Gündelik deneyimin natüralist bir antropolojisi

Sıradan bir duruma ilgi gösterdiğimizde, ‘Burada ne oluyor? [What is it that’s going on here ?]’ sorusunu kendimize sorduğumuzu varsayıyorum. Sorunun karışıklık veya kuşku anlarında açıkça; durum, kesinliklerimizi tehdit etmediğinde ise örtük olarak formüle ediliyor oluşu bir şey değiştirmez, bu soru sorulur ve sadece ve sadece, yapmamız gereken şeyi yapma şeklimizde cevap bulur.

Erving Goffman[1]

Goffman’ın Frame Analysis başlıklı magnum opus’unda esasen sorguladığı husus, bireyler arasında bir “durum” dâhilinde şekillenen gündelik deneyimin nasıl örgütlendiği, diğer bir ifadeyle, yapılması gerekenin nasıl yapıldığıdır. Goffman, durumun olumsallıklarını önceleyecek ve bir anlamda ikincil kılacak ontolojik kerterizler (benlik, kimlik, vb.) almaz kendisine. Ancak gerçekliğin ve öznelliğin sınırsız uçuculuğu fikrine de pek kapılmaz. Sadece şunu iddia eder: Deneyim birtakım toplumsal çerçeveler etrafında örgütlenir. Bireyler, elbette, eylemlerinin sonuçlarını öngörebilecek ve değerlendirebilecek, hem normatif hem de stratejik sezgileri olan varlıklardır. Ancak bu onları hür iradenin şampiyonları da yapmaz. Aktörler birtakım biyografik unsurlarla sahnede yer alırlar. Etkileşimsel koordinatlar her karşılaşma veya durumda yeniden icat edilmez.

Bu bilişsel tanıma ve yorumlama kapasitesi Goffman’da “çerçeve” kavramı altında detaylandırılır; ancak inşacı anlamında bilişselin içerebileceği özne vurgusu, duruma içkin mümkünler uzamının sınırlılığı, deneyimlerin tipikliği ve yapılması gerekenin yapılma şekli gibi kısıtlar altında işleyen bir bilişsel lehine terk edilir:

Toplumsal yaşam, olan biteni genel olarak anlayabileceğimiz ve dâhil olabileceğimiz şekilde örgütlenmiştir. Dolayısıyla, algıyla, algılananın örgütlenme biçimi arasında bir mütekabiliyet ya da izomorfizm olduğunu varsayacağız; algıyı, aynı derecede geçerli farklı istikametlere yöneltebilecek başka örgütlenme ilkelerinin de elbette tasarlanabileceği saklı kalmakla beraber.[2]

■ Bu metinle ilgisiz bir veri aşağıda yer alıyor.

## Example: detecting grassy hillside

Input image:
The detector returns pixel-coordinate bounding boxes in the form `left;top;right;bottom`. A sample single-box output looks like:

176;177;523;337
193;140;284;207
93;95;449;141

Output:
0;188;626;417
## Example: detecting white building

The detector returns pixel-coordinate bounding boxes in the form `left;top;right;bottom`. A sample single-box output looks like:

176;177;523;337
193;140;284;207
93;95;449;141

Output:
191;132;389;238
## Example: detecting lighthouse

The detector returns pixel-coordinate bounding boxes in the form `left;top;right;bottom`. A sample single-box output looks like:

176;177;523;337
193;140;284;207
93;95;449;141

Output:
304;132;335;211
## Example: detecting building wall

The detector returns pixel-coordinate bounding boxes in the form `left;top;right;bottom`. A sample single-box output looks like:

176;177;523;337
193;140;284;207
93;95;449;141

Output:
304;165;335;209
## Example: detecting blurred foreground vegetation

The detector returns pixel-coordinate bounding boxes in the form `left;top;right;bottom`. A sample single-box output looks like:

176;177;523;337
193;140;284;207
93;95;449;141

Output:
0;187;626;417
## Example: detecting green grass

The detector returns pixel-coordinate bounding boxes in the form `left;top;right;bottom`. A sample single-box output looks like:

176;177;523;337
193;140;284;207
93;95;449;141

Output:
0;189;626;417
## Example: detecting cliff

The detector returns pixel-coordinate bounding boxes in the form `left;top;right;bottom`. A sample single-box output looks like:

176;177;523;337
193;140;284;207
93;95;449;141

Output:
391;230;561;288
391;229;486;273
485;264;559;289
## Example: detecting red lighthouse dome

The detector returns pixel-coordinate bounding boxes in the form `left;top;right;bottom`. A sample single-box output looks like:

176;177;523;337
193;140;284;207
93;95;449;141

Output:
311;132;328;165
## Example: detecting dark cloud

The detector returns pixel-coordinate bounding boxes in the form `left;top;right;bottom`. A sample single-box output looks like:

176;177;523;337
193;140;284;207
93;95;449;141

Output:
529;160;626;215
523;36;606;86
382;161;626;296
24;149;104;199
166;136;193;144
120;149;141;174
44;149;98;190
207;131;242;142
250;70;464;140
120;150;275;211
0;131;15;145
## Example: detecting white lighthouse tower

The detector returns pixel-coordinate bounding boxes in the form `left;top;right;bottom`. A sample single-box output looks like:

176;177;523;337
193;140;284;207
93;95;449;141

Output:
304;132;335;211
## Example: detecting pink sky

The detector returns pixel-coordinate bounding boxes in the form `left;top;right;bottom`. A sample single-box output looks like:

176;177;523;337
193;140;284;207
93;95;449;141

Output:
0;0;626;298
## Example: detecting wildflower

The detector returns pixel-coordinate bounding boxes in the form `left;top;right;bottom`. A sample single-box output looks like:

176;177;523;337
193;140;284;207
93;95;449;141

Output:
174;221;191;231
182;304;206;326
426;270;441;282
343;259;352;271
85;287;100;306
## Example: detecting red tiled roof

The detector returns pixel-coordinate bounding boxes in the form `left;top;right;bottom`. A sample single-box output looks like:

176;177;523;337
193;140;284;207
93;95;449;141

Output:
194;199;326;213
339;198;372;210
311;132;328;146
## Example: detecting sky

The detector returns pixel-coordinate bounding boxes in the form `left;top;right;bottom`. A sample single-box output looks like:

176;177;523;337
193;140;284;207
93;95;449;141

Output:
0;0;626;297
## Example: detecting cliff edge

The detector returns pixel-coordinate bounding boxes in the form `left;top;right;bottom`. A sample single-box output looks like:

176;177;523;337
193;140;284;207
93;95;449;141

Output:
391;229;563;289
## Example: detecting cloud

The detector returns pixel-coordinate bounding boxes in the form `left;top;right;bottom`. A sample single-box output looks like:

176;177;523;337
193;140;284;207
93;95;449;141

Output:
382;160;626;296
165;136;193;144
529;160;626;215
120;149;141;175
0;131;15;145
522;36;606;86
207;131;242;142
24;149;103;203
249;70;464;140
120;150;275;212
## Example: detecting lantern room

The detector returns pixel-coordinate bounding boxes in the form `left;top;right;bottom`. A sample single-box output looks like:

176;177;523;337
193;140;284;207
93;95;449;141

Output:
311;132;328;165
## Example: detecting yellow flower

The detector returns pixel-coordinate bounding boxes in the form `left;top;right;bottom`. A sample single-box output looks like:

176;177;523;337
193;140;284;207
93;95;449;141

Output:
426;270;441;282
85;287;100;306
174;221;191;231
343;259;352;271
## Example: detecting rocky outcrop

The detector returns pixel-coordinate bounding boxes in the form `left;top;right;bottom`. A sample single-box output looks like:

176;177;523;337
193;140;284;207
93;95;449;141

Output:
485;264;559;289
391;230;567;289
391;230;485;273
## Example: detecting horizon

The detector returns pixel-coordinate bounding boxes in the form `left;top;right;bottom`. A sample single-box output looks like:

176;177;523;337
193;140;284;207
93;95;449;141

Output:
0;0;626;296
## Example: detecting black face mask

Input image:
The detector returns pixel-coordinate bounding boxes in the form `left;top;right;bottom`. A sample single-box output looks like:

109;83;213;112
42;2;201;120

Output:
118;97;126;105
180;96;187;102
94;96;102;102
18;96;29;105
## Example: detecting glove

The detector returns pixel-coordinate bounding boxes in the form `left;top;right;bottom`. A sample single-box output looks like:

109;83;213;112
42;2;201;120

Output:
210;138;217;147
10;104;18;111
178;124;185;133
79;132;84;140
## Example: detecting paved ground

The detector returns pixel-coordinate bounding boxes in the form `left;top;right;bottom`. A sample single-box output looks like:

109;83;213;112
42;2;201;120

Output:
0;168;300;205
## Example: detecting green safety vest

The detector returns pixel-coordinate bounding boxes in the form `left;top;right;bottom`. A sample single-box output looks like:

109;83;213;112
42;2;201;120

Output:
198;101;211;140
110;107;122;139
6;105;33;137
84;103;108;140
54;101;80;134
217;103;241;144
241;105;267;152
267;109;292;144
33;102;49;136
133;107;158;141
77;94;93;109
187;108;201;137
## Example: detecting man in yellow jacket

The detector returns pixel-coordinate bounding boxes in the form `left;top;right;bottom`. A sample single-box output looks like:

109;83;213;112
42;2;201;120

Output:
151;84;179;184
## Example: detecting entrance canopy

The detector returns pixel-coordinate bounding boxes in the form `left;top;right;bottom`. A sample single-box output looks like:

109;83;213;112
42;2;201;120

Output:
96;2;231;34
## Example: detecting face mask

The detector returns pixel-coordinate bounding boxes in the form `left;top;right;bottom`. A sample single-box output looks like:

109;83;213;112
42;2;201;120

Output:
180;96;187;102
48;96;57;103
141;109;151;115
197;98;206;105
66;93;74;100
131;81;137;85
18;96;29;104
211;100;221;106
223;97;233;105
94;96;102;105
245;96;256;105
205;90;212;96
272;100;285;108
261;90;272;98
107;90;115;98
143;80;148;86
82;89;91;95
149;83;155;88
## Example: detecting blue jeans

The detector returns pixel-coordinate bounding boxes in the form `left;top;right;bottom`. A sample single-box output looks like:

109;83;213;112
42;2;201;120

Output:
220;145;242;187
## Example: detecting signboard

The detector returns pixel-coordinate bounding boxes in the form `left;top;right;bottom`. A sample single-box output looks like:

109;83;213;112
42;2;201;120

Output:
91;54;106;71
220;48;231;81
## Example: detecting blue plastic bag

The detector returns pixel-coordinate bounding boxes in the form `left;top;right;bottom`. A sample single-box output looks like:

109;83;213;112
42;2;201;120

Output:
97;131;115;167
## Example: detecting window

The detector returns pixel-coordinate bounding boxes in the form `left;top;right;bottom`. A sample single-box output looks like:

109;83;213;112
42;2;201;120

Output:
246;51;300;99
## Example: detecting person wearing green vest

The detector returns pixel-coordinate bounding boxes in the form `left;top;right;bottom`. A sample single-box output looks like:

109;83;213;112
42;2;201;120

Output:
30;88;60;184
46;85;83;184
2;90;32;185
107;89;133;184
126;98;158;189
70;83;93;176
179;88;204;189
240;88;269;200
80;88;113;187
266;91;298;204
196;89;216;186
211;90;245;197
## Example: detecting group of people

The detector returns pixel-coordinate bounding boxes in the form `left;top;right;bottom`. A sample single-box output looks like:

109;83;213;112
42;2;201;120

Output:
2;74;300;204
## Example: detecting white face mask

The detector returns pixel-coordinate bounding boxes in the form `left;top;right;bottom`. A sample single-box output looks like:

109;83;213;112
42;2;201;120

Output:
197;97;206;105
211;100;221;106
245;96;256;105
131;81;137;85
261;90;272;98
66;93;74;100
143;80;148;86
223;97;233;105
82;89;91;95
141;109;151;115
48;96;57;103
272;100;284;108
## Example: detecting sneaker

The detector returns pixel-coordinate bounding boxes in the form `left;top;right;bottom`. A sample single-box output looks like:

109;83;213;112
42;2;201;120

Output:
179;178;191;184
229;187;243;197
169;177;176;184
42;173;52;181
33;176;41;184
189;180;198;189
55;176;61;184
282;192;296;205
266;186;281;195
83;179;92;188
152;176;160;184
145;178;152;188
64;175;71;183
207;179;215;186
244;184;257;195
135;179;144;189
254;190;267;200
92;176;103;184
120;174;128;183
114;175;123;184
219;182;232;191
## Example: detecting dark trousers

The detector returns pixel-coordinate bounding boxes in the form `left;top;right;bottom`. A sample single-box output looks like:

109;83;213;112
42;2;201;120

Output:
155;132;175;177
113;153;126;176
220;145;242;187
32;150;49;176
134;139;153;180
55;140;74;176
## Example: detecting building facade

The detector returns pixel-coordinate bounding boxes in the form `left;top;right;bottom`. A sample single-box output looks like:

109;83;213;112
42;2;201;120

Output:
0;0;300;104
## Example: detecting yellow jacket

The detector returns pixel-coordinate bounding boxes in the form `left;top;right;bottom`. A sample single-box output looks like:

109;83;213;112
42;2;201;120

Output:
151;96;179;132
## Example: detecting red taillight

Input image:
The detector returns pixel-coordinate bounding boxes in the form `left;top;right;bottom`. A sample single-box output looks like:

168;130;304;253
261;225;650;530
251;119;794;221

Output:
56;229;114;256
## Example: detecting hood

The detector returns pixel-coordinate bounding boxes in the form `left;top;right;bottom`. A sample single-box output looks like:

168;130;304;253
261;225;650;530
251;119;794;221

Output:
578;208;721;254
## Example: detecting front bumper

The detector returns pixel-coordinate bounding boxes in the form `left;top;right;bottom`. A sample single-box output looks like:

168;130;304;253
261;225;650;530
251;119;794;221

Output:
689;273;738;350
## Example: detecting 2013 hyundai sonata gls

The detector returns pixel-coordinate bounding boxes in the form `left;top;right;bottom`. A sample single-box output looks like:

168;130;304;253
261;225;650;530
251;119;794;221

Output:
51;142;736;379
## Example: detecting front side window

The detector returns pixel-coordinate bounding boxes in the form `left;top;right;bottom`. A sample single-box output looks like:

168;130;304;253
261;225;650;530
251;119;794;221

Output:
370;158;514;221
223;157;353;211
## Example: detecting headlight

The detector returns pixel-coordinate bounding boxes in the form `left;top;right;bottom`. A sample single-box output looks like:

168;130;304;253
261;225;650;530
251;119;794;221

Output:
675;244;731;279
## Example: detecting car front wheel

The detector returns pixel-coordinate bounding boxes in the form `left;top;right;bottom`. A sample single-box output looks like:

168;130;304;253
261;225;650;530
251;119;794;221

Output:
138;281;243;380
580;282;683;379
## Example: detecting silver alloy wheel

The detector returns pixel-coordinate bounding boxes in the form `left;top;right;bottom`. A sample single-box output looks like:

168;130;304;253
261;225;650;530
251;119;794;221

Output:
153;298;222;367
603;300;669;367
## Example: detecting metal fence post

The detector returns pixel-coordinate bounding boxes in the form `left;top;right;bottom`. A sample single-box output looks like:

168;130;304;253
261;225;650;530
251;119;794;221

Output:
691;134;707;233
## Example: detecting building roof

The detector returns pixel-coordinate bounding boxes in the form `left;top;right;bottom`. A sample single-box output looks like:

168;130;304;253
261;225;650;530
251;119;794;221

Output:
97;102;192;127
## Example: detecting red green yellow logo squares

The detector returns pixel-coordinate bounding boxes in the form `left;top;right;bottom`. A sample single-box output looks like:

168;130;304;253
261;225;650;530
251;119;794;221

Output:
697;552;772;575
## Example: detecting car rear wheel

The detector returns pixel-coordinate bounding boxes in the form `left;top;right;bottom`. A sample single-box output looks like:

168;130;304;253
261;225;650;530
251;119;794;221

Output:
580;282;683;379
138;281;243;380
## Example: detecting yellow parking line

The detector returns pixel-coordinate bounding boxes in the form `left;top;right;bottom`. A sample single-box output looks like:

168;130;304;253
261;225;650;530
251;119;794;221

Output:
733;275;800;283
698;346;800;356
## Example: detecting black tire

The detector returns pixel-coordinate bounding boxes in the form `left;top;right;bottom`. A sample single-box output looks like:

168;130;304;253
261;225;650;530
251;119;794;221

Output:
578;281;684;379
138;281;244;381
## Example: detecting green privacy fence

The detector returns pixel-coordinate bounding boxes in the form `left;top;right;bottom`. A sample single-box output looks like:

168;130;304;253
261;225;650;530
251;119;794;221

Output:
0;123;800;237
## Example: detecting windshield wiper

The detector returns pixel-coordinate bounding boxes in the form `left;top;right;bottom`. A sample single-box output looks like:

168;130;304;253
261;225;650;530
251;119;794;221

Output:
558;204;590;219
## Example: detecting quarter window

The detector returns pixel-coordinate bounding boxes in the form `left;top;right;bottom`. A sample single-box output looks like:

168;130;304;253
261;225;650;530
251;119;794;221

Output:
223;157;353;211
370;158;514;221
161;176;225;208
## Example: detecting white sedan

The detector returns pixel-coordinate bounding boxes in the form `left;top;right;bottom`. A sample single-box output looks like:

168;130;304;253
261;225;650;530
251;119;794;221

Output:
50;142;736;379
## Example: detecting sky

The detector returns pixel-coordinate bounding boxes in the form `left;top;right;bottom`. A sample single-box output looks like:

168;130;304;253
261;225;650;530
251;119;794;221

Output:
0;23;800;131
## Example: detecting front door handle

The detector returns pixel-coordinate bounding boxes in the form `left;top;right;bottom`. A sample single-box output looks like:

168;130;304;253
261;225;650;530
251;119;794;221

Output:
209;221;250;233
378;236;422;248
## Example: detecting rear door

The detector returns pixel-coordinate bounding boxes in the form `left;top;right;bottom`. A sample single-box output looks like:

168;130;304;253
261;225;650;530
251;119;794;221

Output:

Böylece çerçeve sadece bilişsel bir şema olmaktan çıkar ve bir faaliyetin tipik örgütleniş şekli ve bunun paylaşılan bilgisine dönüşür. Bu bağlamda çerçeveleme işleminin kendisi (kadraj), öznel ve olumsal olduğu kadar, tipik ve tanzim edilmiş bir karakter de taşır.

Goffman birincil bir çerçeveyi şöyle tanımlar: “Verili bir durumda, bu durumun başka türlü anlamsız olacak şu veya bu görünümüne bir anlam atfetmeye imkân tanıyan çerçeve birincildir.”[3] Isaac Joseph, Goffman terminolojisinde terimin ne anlama geldiğini daha sarih bir şekilde şöyle ifade eder: “Çerçeve, etrafımızda olup biteni anlamamıza ve müdahil olmamıza imkân tanıyan, toplumsal deneyimin pratik ve bilişsel düzeneğidir. Bir çerçeve, bir durumu tanımlama ve yorumlama şeklimiz kadar, süregiden eyleme katılma şeklimizi de yapılandırır.”[4]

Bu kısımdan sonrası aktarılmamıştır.